Но она понимала, понимала лучше, чем я сам. Ибо была женщиной, к тому же женщиной того типа, какие лгут не крошечным своим умишком, а всеми своими клетками.
— Одно из великих заблуждений моральных кодексов, барышня, — сказал я, к ней обращаясь, но адресуясь к себе, — состоит в том, что в них осуждается ложь, которая в действительности есть одно из величайших изобретений человечества. Представить какое-либо сосуществование без лжи невозможно. Ложь соединяет всякую общность, коя в противном случае распалась бы на обезумелые, кровоточащие частицы…
Дама мне улыбалась.
— Ах, но вы же прелесть!
— …ложь, — продолжал я, с непонятной нервозностью расхаживая по комнате, — смягчает нравы, ибо облекает грубый интерес в пристойные одежды, и, таким образом, он может в относительно приличном антураже отстаивать то, что почитает своим правом. Но она не только обеспечивает приличия…
— Ах, вы прелесть, — произнесла барышня Сильвия. — Я думаю совершенно так же, только вот выразить так бы не могла.
— Не сомневаюсь, барышня, что вы думаете совершенно так же, — сказал я. — Итак, ложь обеспечивает не только внешние приличия, она привносит мир в наши чувствительные души, щадит наши сердца, поскольку мы ведь можем лгать и самим себе тоже. Лично я намерен лгать себе до самого моего смертного часа.

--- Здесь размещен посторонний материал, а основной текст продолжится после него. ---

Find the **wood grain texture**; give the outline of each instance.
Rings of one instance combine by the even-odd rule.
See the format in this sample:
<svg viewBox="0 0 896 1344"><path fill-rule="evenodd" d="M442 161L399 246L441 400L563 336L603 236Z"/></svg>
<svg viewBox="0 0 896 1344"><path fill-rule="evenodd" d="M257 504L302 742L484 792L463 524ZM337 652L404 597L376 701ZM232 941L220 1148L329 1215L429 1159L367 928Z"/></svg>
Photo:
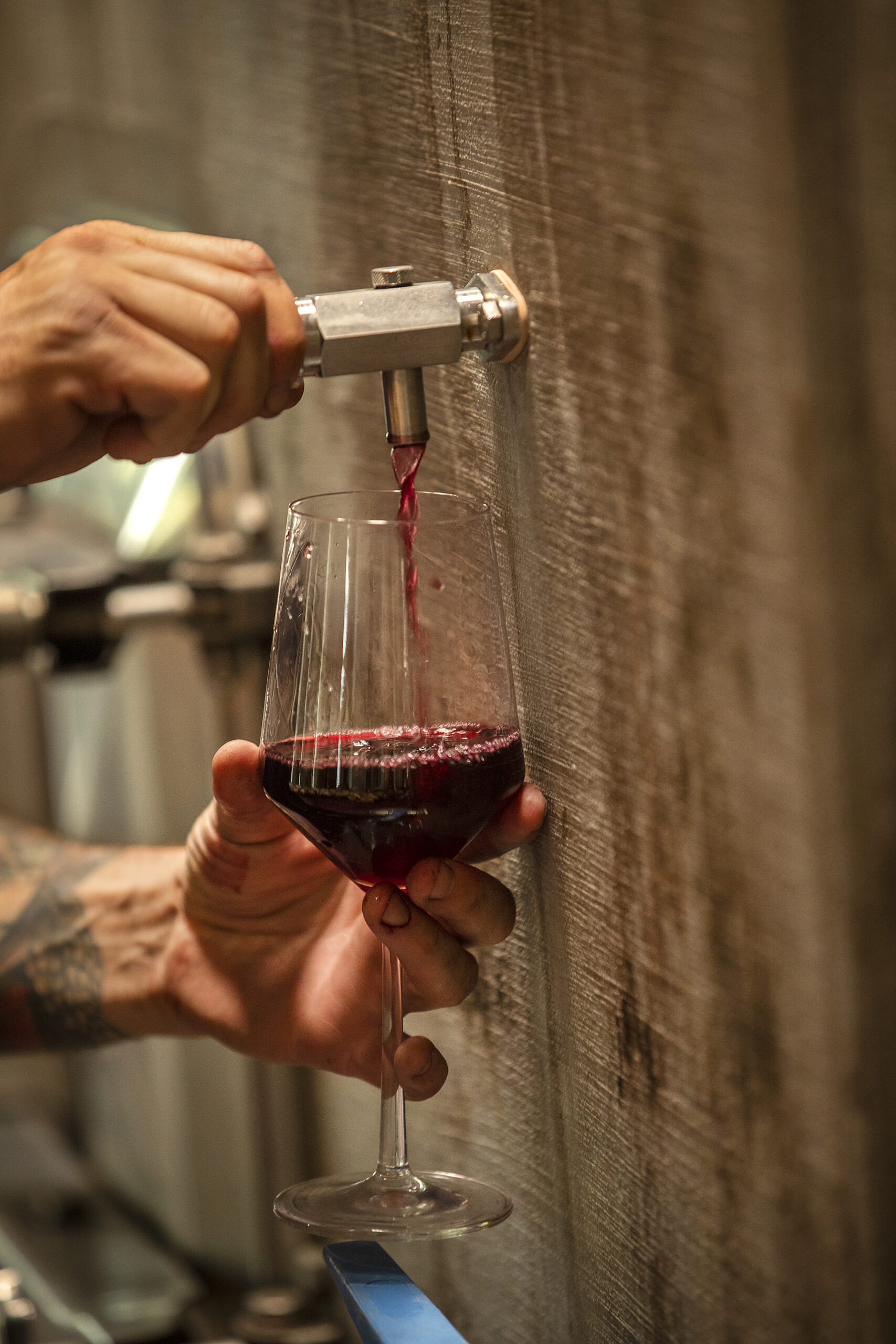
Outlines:
<svg viewBox="0 0 896 1344"><path fill-rule="evenodd" d="M427 372L486 495L544 833L431 1024L416 1157L513 1192L403 1262L473 1341L896 1337L896 20L887 0L0 3L0 222L73 194L297 292L506 266ZM265 426L388 480L376 378Z"/></svg>

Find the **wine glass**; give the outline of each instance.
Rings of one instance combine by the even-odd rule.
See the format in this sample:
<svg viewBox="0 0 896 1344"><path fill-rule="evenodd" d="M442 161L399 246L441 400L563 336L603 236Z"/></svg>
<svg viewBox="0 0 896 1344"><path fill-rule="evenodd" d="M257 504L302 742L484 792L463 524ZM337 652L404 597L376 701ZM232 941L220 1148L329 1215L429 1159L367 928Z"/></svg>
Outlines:
<svg viewBox="0 0 896 1344"><path fill-rule="evenodd" d="M517 726L486 504L420 492L318 495L289 511L265 698L267 797L361 890L404 887L451 859L520 788ZM510 1200L450 1172L412 1172L402 969L383 949L380 1152L375 1172L283 1191L275 1212L337 1238L458 1236Z"/></svg>

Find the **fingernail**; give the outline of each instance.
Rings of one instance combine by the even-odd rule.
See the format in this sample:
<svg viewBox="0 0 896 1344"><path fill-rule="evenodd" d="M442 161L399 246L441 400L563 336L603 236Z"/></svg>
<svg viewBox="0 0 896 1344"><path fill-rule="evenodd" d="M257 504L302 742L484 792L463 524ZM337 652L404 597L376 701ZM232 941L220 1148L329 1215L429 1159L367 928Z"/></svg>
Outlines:
<svg viewBox="0 0 896 1344"><path fill-rule="evenodd" d="M394 891L380 915L380 923L388 925L390 929L403 929L410 918L411 911L404 905L400 892Z"/></svg>
<svg viewBox="0 0 896 1344"><path fill-rule="evenodd" d="M430 1068L433 1067L434 1059L435 1059L435 1046L430 1046L430 1052L426 1056L426 1063L423 1064L422 1068L418 1068L415 1074L411 1074L411 1078L422 1078L423 1074L429 1074Z"/></svg>
<svg viewBox="0 0 896 1344"><path fill-rule="evenodd" d="M433 886L429 891L420 892L424 900L442 900L450 896L454 890L454 868L445 859L438 859L433 864Z"/></svg>

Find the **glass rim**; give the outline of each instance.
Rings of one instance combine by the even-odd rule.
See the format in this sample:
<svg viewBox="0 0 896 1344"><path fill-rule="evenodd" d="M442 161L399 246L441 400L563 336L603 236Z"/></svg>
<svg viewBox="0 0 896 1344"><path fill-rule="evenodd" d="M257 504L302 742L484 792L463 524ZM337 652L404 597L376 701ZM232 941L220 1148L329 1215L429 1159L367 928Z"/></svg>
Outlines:
<svg viewBox="0 0 896 1344"><path fill-rule="evenodd" d="M451 491L418 491L420 504L424 500L438 500L457 504L458 509L447 517L419 517L415 527L443 527L449 523L458 523L463 517L488 517L492 512L485 500L474 495L455 495ZM400 491L328 491L321 495L304 495L293 500L289 505L290 517L302 517L313 523L343 523L347 527L406 527L406 521L399 517L345 517L339 512L339 500L368 499L391 500L395 505L402 499ZM317 505L309 508L308 505Z"/></svg>

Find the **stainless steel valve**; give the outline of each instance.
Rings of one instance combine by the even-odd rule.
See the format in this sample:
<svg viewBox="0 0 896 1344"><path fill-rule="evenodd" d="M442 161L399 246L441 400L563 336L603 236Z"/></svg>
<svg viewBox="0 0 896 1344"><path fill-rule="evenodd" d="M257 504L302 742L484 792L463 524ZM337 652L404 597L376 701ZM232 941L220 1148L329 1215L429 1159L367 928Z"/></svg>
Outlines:
<svg viewBox="0 0 896 1344"><path fill-rule="evenodd" d="M403 278L396 280L400 274ZM509 363L527 343L527 304L502 270L474 276L465 289L447 280L412 282L410 266L383 266L373 289L306 294L305 378L453 364L467 349Z"/></svg>
<svg viewBox="0 0 896 1344"><path fill-rule="evenodd" d="M474 276L466 289L447 280L414 284L412 266L376 266L372 289L306 294L305 378L383 374L386 437L424 444L423 368L453 364L467 351L509 363L529 336L525 298L502 270Z"/></svg>

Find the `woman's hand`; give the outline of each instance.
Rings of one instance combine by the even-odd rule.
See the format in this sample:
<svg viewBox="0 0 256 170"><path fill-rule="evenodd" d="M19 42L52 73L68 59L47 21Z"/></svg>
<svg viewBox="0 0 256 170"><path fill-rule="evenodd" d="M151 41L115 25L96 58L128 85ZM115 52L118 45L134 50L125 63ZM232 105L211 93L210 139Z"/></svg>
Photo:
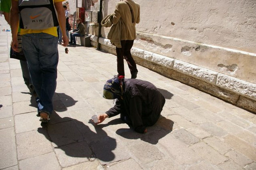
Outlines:
<svg viewBox="0 0 256 170"><path fill-rule="evenodd" d="M101 123L107 118L108 118L108 116L107 114L102 114L101 115L98 116L98 122L95 123L95 124L99 124Z"/></svg>

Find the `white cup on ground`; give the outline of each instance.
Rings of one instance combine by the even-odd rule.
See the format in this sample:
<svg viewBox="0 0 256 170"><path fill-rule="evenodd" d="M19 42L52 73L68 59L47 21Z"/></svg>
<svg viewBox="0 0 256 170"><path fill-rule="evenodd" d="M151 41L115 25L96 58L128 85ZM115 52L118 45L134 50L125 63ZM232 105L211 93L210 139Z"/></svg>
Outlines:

Вдруг мне все надоело, стало противно.
— Собственно говоря, что вам от меня угодно, барышня?
— Ах, вы, право же, душка, — щебетала дама. — Угодно, чтобы вы перестали бегать взад-вперед по комнате, потому что у меня уж голова кружится. Может, вы бы присели рядом со мной на диван?
Она улыбалась.
Меня обезоружила ее улыбка. Выпроставшись из лепестков этого красивого, но банального создания, улыбка явила собой для меня самое вечную природу — то была всезнающая улыбка женщины. Незабываемая, бесстрастная улыбка природы. Не все ли равно, ради какой бесполой цели призвала ее эта девица себе в помощь: на несколько минут она высвободила меня из скорлупы самоуверенности и наполнила блаженным сознанием бесконечной собственной моей незначимости. Какая важность, что́ я делаю, чего не делаю! Какая важность, что я старею и рано или поздно выйду из употребления. И потом, после, творение будет изредка улыбаться. На несколько минут я стал легким, как бесплотная пушинка, все бремя ответственности меня вдруг покинуло.
— Собственно говоря, что вам от меня угодно, барышня? — повторил я, когда пришел в себя.
Да и что тут такого, если начинающая молодая писательница обращается ко мне за помощью?.. если в жестоких внутренних битвах литературной жизни ее предполагаемая одаренность пускает в ход как вспомогательное средство и красоту? Она знает, что у меня есть некоторое влияние в этих по-разному пахнущих литературных зарослях, что с моим словом обычно считаются, что уважают (или, по крайней мере, делают вид, будто уважают) и, last but not least[11], боятся меня, несмотря на то, что я всем отвечаю на приветствия. Одним словом, я potens[12], и было бы противоестественно, противоречило бы так называемому здравому смыслу, если бы красивая молодая женщина не попыталась войти или хотя бы постучаться в калиточку моей потенции ради достижения блаженства совсем иного рода. О господи, она хочет стать писательницей, ну так пусть будет ею! Уровень литературной продукции страны из-за этого существенно не понизится.
Но совесть моя? Скромнее — мой вкус?
Да так ли он непогрешим?
— Ахбожемой, я так тронута, учитель… вы все-таки приняли меня, безвестную, скромненькую писательницу… Ахбожемой, я сижу сейчас здесь, на вашем диване… вы ведь тут отдыхаете? Ну посидите же со мной чу-чуточку!
— Только не «чу-чуточку», — проворчал я.
— Ахбожемой, вот опять вы…
— Я не сяду сейчас подле вас, барышня, я занят, — сказал я. — Оставьте рукопись и позвоните через неделю, за это время я, вероятно, прочту ее.